3
静かな古城の中、グレンデルは、カインはノアの膝の上で目を覚ます。
血塗られた部屋だけが先ほどの惨状を示す、穏やかな時間だった。
「目が覚めましたか?」
「ノア……」
カインは床に寝そべったまま、虚ろな目でノアを見上げた。
「……不思議だな、ずっと腹の底にあった憎しみが消えてる……、これがハコブネの能力か……」
カインはそう自嘲気味に笑う。
だが意識がはっきりしてきたのか、その顔は少しずつ絶望に包まれたものとなる。
「あ……ああっ……!僕は……、僕は何てことを……!」
カインは震える手で自らの顔を覆う、自分がしてきた事の重さを理解したのか、カインは絶望に苛まれ、ふるふると肩を震わせた。
「ノア……頼みがある……。
僕を、殺してくれないか……。
僕は過ちを犯しすぎた……もう生きている資格なんてない……、このまま生きるなんてダメだ。

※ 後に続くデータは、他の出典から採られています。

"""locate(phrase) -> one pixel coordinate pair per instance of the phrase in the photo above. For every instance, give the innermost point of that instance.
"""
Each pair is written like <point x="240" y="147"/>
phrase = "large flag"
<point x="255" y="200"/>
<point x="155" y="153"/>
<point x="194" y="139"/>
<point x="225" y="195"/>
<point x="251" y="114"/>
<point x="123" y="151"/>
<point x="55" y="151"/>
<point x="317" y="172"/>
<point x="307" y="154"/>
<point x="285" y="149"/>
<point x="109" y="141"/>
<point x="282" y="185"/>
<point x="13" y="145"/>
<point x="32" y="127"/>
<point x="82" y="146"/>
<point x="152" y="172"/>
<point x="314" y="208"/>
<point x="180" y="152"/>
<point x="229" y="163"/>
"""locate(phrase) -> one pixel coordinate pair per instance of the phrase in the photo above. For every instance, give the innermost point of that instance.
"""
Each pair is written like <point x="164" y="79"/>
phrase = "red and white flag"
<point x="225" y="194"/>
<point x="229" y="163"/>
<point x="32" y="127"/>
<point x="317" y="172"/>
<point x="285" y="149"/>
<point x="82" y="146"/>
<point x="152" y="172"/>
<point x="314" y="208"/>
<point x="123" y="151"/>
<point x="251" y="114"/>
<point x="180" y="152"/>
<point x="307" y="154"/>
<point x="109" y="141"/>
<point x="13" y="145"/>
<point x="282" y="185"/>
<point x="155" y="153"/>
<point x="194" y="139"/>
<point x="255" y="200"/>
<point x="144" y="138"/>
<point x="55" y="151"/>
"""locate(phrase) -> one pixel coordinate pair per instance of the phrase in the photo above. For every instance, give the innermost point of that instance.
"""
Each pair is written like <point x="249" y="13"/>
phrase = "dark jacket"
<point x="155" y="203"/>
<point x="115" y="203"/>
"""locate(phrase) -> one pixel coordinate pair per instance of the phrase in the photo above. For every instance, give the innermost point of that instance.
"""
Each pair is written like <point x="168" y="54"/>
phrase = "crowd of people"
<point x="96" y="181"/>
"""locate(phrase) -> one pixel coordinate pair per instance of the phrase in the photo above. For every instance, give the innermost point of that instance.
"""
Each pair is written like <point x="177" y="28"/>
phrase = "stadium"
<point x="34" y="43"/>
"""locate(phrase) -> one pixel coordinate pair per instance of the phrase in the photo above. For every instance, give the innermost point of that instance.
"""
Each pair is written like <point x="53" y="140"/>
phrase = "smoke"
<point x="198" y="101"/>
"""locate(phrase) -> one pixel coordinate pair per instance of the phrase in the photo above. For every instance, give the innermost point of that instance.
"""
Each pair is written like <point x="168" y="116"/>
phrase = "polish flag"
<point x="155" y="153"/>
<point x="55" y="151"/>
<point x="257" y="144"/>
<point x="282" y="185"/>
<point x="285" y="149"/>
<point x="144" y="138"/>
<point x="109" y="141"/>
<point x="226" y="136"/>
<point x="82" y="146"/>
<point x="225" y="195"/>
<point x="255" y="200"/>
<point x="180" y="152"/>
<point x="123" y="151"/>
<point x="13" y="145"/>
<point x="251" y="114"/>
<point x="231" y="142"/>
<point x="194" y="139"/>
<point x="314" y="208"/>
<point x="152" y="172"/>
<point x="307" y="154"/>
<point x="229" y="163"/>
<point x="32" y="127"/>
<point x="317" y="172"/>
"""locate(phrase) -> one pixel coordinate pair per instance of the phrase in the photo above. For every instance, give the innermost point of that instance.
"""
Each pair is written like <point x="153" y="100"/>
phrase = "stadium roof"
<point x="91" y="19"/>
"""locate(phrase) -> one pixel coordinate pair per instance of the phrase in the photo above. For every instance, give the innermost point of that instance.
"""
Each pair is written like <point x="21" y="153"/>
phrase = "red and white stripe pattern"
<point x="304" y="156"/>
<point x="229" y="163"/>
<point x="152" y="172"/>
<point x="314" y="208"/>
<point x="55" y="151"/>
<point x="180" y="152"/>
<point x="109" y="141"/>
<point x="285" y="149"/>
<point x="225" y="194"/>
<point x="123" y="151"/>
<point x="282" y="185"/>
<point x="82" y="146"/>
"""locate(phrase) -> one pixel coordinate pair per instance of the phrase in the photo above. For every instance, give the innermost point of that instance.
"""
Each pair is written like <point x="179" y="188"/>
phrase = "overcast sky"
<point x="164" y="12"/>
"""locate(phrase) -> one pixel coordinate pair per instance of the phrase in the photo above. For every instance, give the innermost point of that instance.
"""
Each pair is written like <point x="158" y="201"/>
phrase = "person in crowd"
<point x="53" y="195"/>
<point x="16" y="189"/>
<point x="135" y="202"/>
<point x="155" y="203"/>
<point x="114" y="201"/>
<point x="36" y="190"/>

僕は、殺されるべきなんだ……!」
カインが両手で覆った顔に、一筋の雫が伝った。カインは声を殺して泣き声をあげ、カインの声だけが古びた城に響く。
「逃げるな」
ノアはカインの手に自分の手を重ね、力強くカインに告げる。
「生きることから逃げるな、罪から、逃げるな。
……貴方は生きなくてはなりません、それに」
ノアはカインの手をどける。
そこにいたのは兄ではなく、罪の意識に泣きじゃくる小さな子供の姿があった。
「貴方がいなくなったら、私は今度こそ一人になってしまうじゃないですか。
私、そんなのさみしいですよ……」
ノアが泣きそうな笑顔を見せると、カインは目をまあるくさせる。
ぽつりぽつりと、心からの言葉をカインにぶつける。
ノアも泣いてしまいそうだった。
「私一人は嫌いなんです」
ノアの身体に刻まれた戦いの傷が少しずつ血を流す。
じわりじわりと、それは大きな血の池をつくっていった。
「だから、どうか……生き、て……」
ノアの身体がぐらりと揺れ、その場に倒れこんだ。
倒れる直前のカインの声や、ばたばたと部屋に入ってきたハク達の声。
その声に答えることなく少女は意識を闇に手放した。